In cerca di lavoro il padre di Salvatore, Palmerio, intraprese un lungo percorso che lo avrebbe poi portato da un’isola all’altra: prima La Maddalena e successivamente l’Elba, dove costruì il proprio futuro. «In una lettera inviata ai familiari rimasti in Sardegna – ricorda Gentini – usò una toccante espressione in lingua sarda: “L’iscrio a tinta’e lacrimas”, ovvero “vi scrivo intingendo la penna nelle lacrime”, parole che raccontano la nostalgia e i sacrifici dell’emigrazione di quegli anni.

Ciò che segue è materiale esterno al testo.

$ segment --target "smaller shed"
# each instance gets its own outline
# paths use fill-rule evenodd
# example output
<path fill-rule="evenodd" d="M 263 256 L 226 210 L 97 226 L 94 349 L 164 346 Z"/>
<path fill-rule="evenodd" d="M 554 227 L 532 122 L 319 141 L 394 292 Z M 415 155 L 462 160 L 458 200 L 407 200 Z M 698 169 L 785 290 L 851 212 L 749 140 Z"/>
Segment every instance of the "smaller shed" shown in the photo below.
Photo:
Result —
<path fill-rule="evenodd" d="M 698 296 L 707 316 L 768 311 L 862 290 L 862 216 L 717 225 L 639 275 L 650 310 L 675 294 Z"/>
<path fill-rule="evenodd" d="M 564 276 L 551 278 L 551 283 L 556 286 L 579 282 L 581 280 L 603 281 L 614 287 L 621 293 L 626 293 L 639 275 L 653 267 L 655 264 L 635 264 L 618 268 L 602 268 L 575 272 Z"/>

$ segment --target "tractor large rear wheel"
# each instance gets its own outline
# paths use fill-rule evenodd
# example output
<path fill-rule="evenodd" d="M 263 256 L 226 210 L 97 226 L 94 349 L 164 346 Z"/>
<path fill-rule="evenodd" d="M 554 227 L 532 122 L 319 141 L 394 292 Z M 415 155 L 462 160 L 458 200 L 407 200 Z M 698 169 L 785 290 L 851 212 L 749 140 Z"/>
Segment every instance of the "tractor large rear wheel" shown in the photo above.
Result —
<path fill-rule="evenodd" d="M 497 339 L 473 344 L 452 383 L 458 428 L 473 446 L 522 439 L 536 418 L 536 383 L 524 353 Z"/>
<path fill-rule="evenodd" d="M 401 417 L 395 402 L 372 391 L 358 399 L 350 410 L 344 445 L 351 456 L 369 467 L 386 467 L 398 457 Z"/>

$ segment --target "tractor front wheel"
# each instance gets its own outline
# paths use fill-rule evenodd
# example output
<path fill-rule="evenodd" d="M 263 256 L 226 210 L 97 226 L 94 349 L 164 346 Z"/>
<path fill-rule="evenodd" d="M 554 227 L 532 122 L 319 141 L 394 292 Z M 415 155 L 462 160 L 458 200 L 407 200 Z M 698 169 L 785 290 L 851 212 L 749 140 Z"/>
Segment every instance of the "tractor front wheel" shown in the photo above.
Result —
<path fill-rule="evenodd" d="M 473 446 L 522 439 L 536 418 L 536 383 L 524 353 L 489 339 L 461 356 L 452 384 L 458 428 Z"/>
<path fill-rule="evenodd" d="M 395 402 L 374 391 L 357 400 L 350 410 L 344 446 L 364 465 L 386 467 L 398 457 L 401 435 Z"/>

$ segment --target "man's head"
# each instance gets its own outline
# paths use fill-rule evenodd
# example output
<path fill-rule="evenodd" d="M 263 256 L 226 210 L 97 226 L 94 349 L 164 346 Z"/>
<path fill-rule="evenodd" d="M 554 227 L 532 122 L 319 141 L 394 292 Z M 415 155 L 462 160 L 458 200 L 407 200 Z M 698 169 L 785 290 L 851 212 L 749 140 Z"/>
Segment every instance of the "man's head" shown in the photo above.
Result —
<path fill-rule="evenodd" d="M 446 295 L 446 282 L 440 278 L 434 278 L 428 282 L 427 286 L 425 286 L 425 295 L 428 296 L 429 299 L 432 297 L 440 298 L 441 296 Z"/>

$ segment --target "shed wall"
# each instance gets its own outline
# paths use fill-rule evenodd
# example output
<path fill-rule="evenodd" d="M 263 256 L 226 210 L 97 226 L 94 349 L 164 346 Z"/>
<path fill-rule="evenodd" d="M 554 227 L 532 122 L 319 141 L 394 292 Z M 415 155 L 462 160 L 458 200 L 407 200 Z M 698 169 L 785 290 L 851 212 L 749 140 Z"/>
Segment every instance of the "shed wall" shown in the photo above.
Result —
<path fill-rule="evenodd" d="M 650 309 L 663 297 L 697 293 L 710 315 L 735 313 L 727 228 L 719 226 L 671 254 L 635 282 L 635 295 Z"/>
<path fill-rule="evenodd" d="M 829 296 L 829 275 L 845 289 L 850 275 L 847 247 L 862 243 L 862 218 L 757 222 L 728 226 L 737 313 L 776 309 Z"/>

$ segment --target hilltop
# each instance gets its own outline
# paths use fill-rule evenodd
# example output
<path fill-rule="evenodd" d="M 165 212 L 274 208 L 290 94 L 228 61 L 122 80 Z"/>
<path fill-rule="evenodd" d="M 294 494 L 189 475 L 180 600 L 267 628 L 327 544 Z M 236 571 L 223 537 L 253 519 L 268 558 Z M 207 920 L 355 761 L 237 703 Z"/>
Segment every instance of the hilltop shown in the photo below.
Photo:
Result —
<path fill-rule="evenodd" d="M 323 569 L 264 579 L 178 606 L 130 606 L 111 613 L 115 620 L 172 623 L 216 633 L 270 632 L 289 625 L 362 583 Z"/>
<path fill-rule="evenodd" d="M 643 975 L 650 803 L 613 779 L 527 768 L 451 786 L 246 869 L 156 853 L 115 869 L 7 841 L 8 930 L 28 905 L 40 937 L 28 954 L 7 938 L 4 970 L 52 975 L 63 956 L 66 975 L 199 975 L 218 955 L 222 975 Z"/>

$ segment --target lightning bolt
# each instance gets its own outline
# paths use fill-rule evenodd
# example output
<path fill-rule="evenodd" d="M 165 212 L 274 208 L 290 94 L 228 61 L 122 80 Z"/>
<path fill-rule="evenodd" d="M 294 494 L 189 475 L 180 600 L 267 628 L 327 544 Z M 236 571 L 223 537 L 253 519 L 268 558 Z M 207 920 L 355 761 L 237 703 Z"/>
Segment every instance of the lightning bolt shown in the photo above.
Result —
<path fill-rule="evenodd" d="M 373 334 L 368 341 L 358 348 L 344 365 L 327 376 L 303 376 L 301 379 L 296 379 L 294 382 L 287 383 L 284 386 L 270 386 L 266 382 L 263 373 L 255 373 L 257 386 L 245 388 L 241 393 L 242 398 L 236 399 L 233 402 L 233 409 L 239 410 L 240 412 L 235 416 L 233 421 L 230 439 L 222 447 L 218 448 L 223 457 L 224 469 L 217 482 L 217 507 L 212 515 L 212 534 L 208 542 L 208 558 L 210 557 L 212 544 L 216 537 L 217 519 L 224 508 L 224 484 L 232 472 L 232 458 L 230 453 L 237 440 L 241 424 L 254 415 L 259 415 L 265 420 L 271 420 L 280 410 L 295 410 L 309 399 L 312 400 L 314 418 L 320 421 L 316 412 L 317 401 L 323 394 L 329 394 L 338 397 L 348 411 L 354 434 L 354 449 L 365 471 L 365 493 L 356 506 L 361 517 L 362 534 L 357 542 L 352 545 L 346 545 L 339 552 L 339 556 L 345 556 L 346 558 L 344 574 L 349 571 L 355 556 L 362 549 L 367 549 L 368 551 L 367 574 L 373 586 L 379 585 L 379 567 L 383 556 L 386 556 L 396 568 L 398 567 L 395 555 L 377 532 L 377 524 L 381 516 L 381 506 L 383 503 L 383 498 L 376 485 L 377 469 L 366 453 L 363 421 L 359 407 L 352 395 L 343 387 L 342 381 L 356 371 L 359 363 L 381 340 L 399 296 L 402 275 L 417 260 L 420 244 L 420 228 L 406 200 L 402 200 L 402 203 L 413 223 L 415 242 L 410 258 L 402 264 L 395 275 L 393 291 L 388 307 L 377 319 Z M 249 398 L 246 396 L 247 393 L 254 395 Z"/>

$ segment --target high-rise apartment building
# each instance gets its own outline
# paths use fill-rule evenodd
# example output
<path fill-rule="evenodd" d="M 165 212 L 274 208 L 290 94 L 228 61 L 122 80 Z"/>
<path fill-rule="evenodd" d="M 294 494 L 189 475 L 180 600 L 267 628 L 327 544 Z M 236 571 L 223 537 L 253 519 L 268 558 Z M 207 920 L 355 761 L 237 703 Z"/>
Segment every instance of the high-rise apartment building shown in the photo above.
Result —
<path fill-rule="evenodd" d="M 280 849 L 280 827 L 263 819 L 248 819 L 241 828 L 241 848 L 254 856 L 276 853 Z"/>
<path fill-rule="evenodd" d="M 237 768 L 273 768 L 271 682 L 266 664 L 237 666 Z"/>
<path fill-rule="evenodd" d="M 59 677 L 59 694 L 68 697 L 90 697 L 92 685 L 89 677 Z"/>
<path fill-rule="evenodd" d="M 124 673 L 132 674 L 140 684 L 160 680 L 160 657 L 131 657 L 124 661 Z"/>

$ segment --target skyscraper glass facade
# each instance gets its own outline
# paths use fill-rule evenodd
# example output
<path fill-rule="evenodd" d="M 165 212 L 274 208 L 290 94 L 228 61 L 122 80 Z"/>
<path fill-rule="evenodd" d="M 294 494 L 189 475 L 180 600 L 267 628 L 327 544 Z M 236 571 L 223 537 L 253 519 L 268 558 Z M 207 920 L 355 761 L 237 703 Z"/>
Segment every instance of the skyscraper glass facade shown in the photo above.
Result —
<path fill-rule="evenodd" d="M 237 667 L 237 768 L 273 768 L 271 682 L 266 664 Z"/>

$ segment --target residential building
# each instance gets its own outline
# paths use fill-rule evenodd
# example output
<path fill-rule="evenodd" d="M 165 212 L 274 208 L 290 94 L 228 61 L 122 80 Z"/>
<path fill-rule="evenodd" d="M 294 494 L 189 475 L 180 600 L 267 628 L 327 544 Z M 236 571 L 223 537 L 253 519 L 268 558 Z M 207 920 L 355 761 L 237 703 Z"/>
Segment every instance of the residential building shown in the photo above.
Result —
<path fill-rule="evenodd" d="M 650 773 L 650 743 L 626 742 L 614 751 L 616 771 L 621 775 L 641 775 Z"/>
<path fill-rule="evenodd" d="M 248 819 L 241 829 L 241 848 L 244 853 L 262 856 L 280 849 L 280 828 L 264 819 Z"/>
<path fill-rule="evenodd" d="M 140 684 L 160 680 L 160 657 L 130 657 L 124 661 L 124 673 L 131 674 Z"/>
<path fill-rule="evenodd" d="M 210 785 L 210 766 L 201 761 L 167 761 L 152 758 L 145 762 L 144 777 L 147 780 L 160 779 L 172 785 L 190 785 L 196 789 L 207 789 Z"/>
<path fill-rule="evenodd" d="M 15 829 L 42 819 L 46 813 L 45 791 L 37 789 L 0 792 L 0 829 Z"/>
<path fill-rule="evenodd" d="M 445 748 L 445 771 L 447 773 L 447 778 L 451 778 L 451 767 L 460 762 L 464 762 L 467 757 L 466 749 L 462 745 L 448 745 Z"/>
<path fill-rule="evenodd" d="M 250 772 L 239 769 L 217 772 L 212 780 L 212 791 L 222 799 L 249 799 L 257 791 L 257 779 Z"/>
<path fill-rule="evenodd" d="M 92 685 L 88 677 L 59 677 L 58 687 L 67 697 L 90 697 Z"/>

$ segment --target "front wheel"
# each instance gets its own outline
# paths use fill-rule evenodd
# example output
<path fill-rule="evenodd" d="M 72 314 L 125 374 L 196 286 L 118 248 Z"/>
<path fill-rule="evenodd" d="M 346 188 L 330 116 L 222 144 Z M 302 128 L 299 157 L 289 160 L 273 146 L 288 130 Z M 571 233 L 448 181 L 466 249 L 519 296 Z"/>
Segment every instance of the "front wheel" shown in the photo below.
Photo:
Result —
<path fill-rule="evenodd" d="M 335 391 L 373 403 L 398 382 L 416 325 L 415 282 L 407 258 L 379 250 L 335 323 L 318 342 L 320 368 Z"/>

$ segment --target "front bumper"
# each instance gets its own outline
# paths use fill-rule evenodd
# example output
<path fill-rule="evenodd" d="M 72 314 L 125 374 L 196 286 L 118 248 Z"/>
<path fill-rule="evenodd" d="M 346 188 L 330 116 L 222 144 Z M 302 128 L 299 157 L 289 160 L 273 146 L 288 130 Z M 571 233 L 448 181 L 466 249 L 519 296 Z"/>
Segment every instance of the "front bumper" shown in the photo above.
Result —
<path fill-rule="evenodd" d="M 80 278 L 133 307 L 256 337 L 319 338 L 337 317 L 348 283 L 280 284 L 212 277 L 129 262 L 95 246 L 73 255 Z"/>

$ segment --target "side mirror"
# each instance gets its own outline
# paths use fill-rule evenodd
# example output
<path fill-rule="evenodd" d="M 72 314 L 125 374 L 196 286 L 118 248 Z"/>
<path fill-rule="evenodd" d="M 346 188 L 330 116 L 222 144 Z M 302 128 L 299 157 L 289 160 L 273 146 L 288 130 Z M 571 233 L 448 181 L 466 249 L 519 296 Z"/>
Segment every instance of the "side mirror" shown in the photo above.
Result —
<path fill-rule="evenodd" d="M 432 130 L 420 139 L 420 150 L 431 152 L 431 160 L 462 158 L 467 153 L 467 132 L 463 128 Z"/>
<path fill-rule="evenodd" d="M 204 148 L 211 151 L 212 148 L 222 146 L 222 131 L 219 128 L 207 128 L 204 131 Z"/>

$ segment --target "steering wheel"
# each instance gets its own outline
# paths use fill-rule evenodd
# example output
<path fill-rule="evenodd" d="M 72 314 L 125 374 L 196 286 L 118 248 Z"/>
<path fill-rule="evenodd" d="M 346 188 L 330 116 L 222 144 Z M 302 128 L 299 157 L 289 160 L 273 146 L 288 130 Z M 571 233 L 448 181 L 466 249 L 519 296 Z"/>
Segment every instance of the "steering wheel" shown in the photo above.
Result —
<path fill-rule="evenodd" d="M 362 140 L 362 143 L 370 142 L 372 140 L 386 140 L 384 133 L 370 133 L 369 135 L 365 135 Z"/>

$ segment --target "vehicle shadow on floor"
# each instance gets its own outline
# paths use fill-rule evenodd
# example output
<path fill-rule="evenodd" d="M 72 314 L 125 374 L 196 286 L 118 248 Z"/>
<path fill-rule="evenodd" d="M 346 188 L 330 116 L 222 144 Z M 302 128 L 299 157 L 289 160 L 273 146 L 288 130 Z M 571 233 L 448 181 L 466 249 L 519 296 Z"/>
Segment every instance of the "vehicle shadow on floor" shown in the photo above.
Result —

All’Elba Palmerio aprì una piccola cava e mise a frutto la sua esperienza nella lavorazione del granito, realizzando manufatti di pregio: elementi per caminetti, cornici per finestre e altre opere che richiedevano precisione, competenza e sensibilità artigianale. Fu questo patrimonio di conoscenze a essere trasmesso al figlio Salvatore, che ne raccolse l’eredità e la portò avanti per tutta la vita».

Tra le opere che testimoniano la maestria di Salvatore Masia vi è la copia dell’antica ara romana dedicata a Ercole, collocata nel cortile del Palazzo Comunale di Portoferraio. L’originale, databile tra il I e il II secolo d. C. e dedicato da Publio Acilio Attiano, prefetto del pretorio dell’imperatore Adriano, è conservato presso il Museo Archeologico della Linguella. «La riproduzione realizzata da Masia rappresenta uno degli esempi più significativi della sua capacità di confrontarsi con la storia e con le tecniche tradizionali della lavorazione della pietra – racconta ancora Gentini – Chi lo ha conosciuto ne ricorda la disponibilità, la semplicità dei modi e l’orgoglio con cui parlava del proprio lavoro. Con lui scompare una preziosa testimonianza della cultura degli scalpellini, ma restano le sue opere disseminate sul territorio: pietre lavorate con sapienza che continueranno a ricordare Salvatore Masia e la passione con cui ha dedicato la propria vita a un mestiere antico, contribuendo a conservarne la memoria per le generazioni future».